A suggested bottom-up/reverse outlining workflow for structuring your ideas.

Bottom-up vs top-down structuring (i.e. reverse outlining vs. outlining)

This is a bottom-up (reverse outlining) approach. Use it when you have raw material (notes, data, literature, messy drafts) but the narrative structure isn’t clear yet.

If you already know exactly what claims you’ll make and in what order, use top-down outlining instead: sketch the IMRaD sections and subsections first, then write the paragraphs to fit. Top-down is generally easier once you’re experienced with writing papers in your field.

How to structure your ideas

Readers have certain expectations of where they’ll find information. That means you need to organise your information following these expectations.

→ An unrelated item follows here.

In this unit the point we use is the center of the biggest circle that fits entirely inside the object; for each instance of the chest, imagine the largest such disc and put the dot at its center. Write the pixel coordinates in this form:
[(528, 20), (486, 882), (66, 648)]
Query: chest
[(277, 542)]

Step 1: Braindump all content

Dump all the information you have gathered throughout your research into a document, and organise by Introduction, Methods, Results, Discussion. This is the content you’re going to work with.

Don't know where something should go?

Create an extra section ‘Unassigned’ for information that doesn’t have a destination yet.

Step 2: Organise into subsections

Take a look at the IMRaD sections. This will tell you what information needs to go where roughly: in which paragraphs and subsections.

Subsection or paragraph

I use the terms subsections and paragraph, but they are slightly different units. Subsections are things like the ‘current state of knowledge’ (see: IMRaD sections). Subsections can contain multiple paragraphs, where each paragraph defends its own specific claim (e.g. the current state of knowledge and gaps can contain multiple paragraphs, each arguing their own gap).

Step 3: Identify key points

For each paragraph, distil the key point that you’re trying to get across.

For the Introduction and Discussion, that will most likely be a claim you’re making or a conclusion you want to support. For the Methods, it will be probably simply be a topic sentence announcing which procedure you’re going to explain in that paragraph. In the Results, it will likely be the main result, which you’re going to explain using the your underlying findings.

See also:

Step 4: Support key points

Then, check if the information you’ve provided supports that point, or if you’re missing steps in your logic (e.g. you might need more literature or you’re making too big a conceptual jump in your reasoning). This is key for the Introduction and Discussion.

Use bullet-points

If you place each sentence in a bullet point, it is easier to move them around that if you’re working with a dense paragraph. It also allows you to check if your sentence is making one claim or multiple claims (which can hide your reasoning).